SUMMARY: The American Cancer Society estimates that about 54,000 new cases of oral cavity or Oropharyngeal Cancer will be diagnosed in the US in 2022 and about 11,230 patients will die of the disease. According to the CDC, based on data from 2014 to 2018, about 46,143 HPV-associated cancers occur in the United States each year (25,719 among women, and 20,424 among men). Cervical cancer is the most common HPV-associated cancer among women, and Oropharyngeal cancers are the most common among men. There has been a significant increase in the incidence during the past several decades, due to changes in sexual practices.
HPV-positive Oropharyngeal Squamous Cell Carcinoma (OPSCC) is an entirely distinct disease entity from HPV-negative Oropharyngeal Squamous Cell Carcinoma. Patients with HPV-positive OPSCC tend to be younger males, who are former smokers or nonsmokers, with risk factors for exposure to High Risk HPV (HR-HPV). The HPV-positive primary Squamous Cell Carcinoma tend to be smaller in size, with early nodal metastases, and these patients have a better prognosis compared with patients with HPV-negative Head and Neck Squamous Cell Carcinoma (HNSCC), when treated similarly. Expression of tumor suppressor protein, known as p16, is highly correlated with infection with HPV in HNSCC. Accurate HPV assessment in head and neck cancers is becoming important as it significantly impacts clinical management. HPV status is considered the most important prognostic indicator in patients with head and neck cancer and p16 status is now included in the American Joint Committee on Cancer (AJCC) Staging System.

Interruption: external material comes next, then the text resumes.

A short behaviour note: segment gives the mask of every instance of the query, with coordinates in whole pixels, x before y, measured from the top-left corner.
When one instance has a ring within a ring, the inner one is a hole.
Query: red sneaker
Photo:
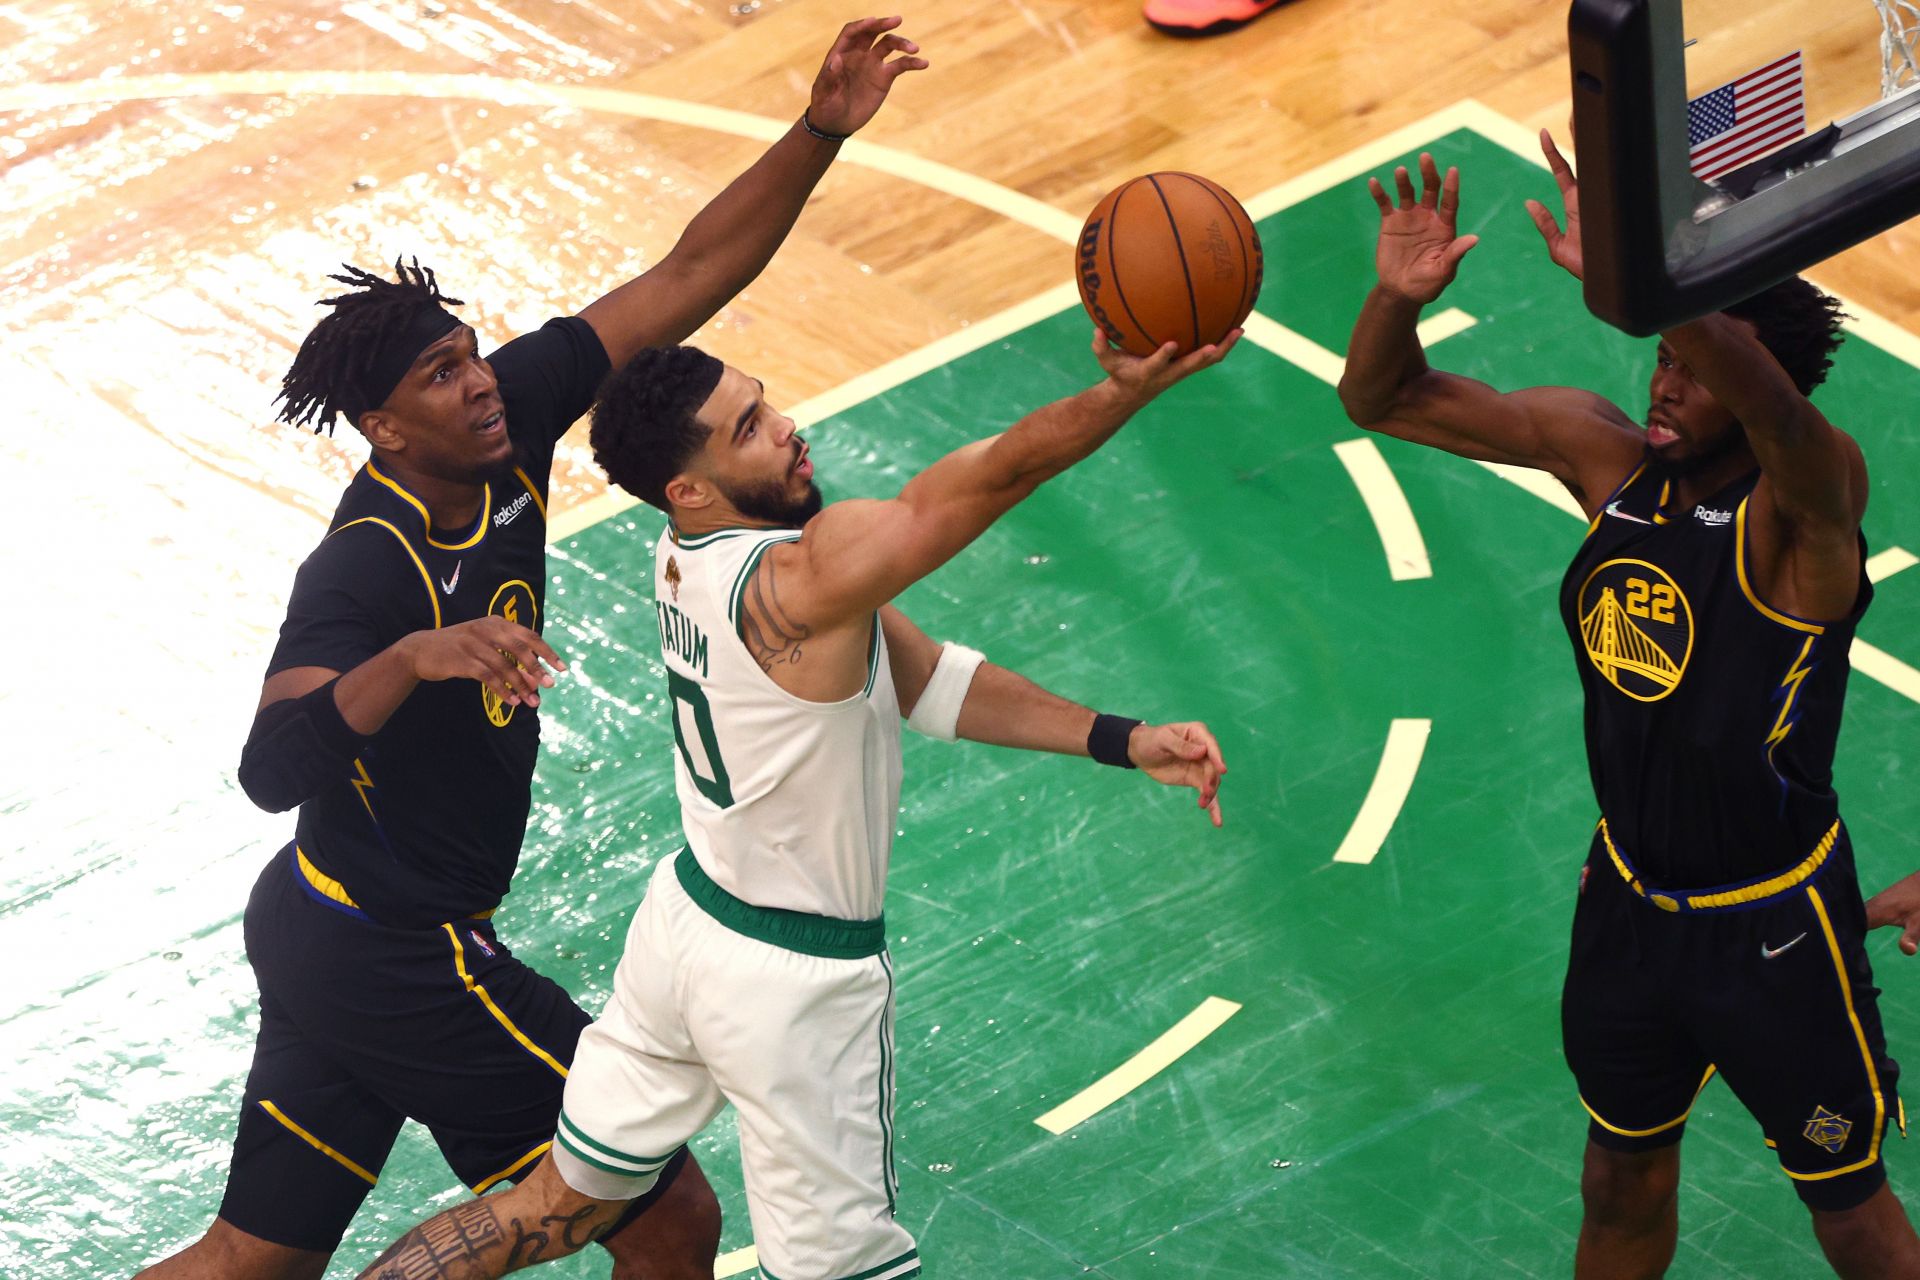
[[[1237,31],[1286,0],[1147,0],[1147,25],[1170,36]]]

HPV-positive Oropharyngeal Squamous Cell Carcinoma is more sensitive to chemotherapy and radiotherapy than is HPV-negative Oropharyngeal Squamous Cell Carcinoma, which translates to a much better prognosis and survival, when treated with a combination of Cisplatin chemotherapy and Radiotherapy. This treatment however can be associated with substantial morbidity and lifelong toxicities such as dry mouth, difficulty swallowing, and loss of taste.
To address these toxicities, the authors conducted a prospective Phase II de-escalation study utilizing FDG-PET response criteria to select patients eligible for de-escalated radiotherapy. The researchers hypothesized that early swallow function and quality of life will improve with lower dose radiation. This study enrolled 59 patients (N=59) with Stage I-II (AJCC) p16-positive Oropharyngeal cancer, with FDG-avid disease and any smoking history. Patients with matted lymph nodes or history of head and neck surgery were excluded.
All enrolled patients had a pre-treatment FDG-PET/CT imaging and received weekly Carboplatin and Paclitaxel concurrently with planned radiotherapy at 70 Gy in 35 fractions. FDG-PET was repeated midway through treatment after 2 weeks at fraction 10. Patients who had tumors with lower metabolic activity before treatment and more than 50% reduction in Metabolic Tumor Volume after 2 weeks of treatment were de-escalated from the standard radiotherapy total dose of 70 Gy in 35 fractions, to a total dose of 54 Gy in 27 fractions. The median patient age was 60 years and baseline characteristics showed that both standard and de-escalated cohorts had similar patient demographics and pathology. At the planned interim analysis, early toxicity and Patient Reported Outcomes (PROs) were examined.
Fifty percent (50%) of the patients met de-escalation criteria and received the lower radiation dose, leading to 20-30% reductions in radiation exposure to sensitive structures in the head and neck prone to toxicities such as larynx, constrictors, oral cavity and salivary glands. De-escalation from the standard radiotherapy resulted in significantly less acute toxicity, and at one month after treatment, patients who received de-escalated therapy lost less weight as a percentage of baseline, compared to standard treatment group (6% versus 11%; P<0.001) and had improved videofluoroscopic swallowing function following treatment, and fewer patients required feeding tube placement during treatment.
The authors concluded that although the trial remains ongoing, mid-treatment FDG-PET response adaptation allows for approximately 50% of early stage p16 positive Oropharyngeal cancer patients to be de-escalated to a total dose of 54 Gy. This in turn can result in approximately 25% reduction in dose delivered to organs known to affect toxicity and quality of life, with significantly better objective measures of toxicity and numerically improved Patient Related Outcomes.
Early Toxicity and Patient Reported Outcomes From a Phase 2 Trial of FDG-PET Response-Based De-Escalated Definitive Radiotherapy for p16+ Oropharynx Cancer. Allen SG, Rosen BS, Aryal MP, et al. 2022 Multidisciplinary Head and Neck Symposium; February 24-26, 2022; Phoenix, AZ. Abstract 1.